A Temps et à contre-Temps

1989-2019 : la génération qui a oublié

C’est arrivé. Les lettres jaunes Juden sur une vitrine parisienne, le cimetière dévasté par la profanation, des actes antisémites publics, récurrents, violents. C’est de retour, c’est revenu. On peut écouter en boucle la chanson que Louis Chedid avait écrite en 1985, «Anne ma sœur Anne» :

Anne, ma sœur Anne
Si je te disais ce que je vois venir

J’arrive pas à y croire, c’est comme un cauchemar
Sale cafard![…]
Tu pensais qu’on n’oublierait jamais, mais
Mauvaise mémoire!

Elle ressort de sa tanière, la nazi-nostalgie
Croix gammée, bottes à clous, et toute la panoplie
Elle a pignon sur rue, des adeptes, un parti
La voilà revenue, l’historique hystérie!

En 1985, on s’exhortait encore mutuellement à ne pas oublier, on se disait clairement et explicitement que «l’historique hystérie» pouvait revenir. C’était le temps où Bruno Ganz incarnait l’ange des Ailes du désir contemplant Berlin divisée, en 1987. Durant ces années-là, dans la classe du gymnase vaudois que je fréquentais, la professeur d’allemand mettait toute son énergie de berlinoise non seulement à nous faire ânonner nos conjugaisons verbales correctement, mais surtout à nous interpeler sur notre responsabilité dans la société. Que de fois ne nous a-t-elle pas invités à être le grain de sable qui bloquerait la mécanique du système, nous faisant lire Draussen vor der Tür de Berthold Brecht, Sansibar oder der letzte Grund d’Alfred Andersch, ou encore Die neue Leiden des jungen W. d’Ulrich Plenzdorf. Elle s’obstinait : nous l’avions écoutée, enfin m’avait-il semblé.

Peu avant, au collège, on nous avait fait voir Nuit et Brouillard d’Alain Renais : je ne me rappelle pas que mes enfants, jeunes adultes aujourd’hui, ait vu ce film en classe. Quand est-ce que la génération 1989-2019 a perdu la mémoire ? Quand est-ce que cela s’est tu, du moins assez massivement pour qu’on puisse assister ces derniers jours à ce déferlement d’antisémitisme ? Est-ce dans l’effervescence du mur de Berlin tombé qu’il faut discerner la naissance d’une insouciance néfaste ? Est-ce la génération férue d’aire du verseau et de peace and love qui a provoqué l’effacement de nos archives mémorielles pourtant dûment informées ?

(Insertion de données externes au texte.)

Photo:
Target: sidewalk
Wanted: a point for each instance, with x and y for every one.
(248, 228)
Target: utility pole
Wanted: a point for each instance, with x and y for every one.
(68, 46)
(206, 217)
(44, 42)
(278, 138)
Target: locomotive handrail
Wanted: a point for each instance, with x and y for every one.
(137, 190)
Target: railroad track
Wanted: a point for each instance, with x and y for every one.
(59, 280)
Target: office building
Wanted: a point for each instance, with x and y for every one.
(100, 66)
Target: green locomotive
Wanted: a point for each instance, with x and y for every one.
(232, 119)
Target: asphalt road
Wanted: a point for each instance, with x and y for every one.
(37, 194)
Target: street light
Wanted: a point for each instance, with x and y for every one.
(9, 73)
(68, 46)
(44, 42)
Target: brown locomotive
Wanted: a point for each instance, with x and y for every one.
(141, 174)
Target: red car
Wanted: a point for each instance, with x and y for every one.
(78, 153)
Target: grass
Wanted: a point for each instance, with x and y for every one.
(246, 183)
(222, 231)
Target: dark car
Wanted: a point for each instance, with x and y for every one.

Il me paraît urgent que nous mobilisions nos énergies intellectuelles, historiques, affectives et intuitives pour comprendre les racines de l’oubli, et parfois même de la négation, de la Shoah. En grains de sable avisés, il nous appartient de gripper la mécanique déjà si bien réenclenchée de la peste brune qui «ressort de sa tanière». Parmi les étapes qui ont conduit à cette amnésie, il y en a en tous cas une une qui m’avait frappée à l’orée du 21èmesiècle : les intellectuels n’étaient plus d’accord sur le type de sentiments qui devaient accompagner le faire mémoire de ces événements. D’un côté, en 2001, l’historien Frank Ankersmit écrivait qu’à ses yeux, le souvenir de la Shoah devait rester «une maladie, un désordre mental à propos duquel nous pourrions ne jamais cesser de souffrir», un tel génocide restant «à jamais un possible dans l’histoire future de l’humanité» [1]. De l’autre côté, le philosophe Paul Ricoeur, en 2000, plaidait pour une «mémoire heureuse et apaisée», car la «hantise est à la mémoire collective ce que l’hallucination est à la mémoire privée, une modalité pathologique de l’incrustation du passé au cœur du présent» [2].

J’ai lu ces auteurs peu après la parution de leurs ouvrages, et je me rappelle être restée interloquée de cette divergence : mémoire souffrance ou mémoire apaisée ? J’entendais encore au loin l’exhortation au grain de sable de ma professeur d’allemand. Quelques vingt ans plus tard, le constat est amer : on n’a pas écouté Ankersmit. Nous nous sommes précipités collectivement dans le soulagement de la mémoire heureuse. C’est nous la génération qui aura oublié, dansant à la chute du mur, telles des cigales assoiffées d’été. Voici l’hiver de retour: il est temps d’entrer en résistance.

[1] Frank Ankersmit, Historical Representation (Cultural Memory in the Present), Standford: Standford University Press, 2001, p. 193.

[2] Paul Ricoeur, La mémoire, l’histoire, l’oubli (L’ordre philosophique), Paris: Seuil, 2000, p. 595 et p. 65.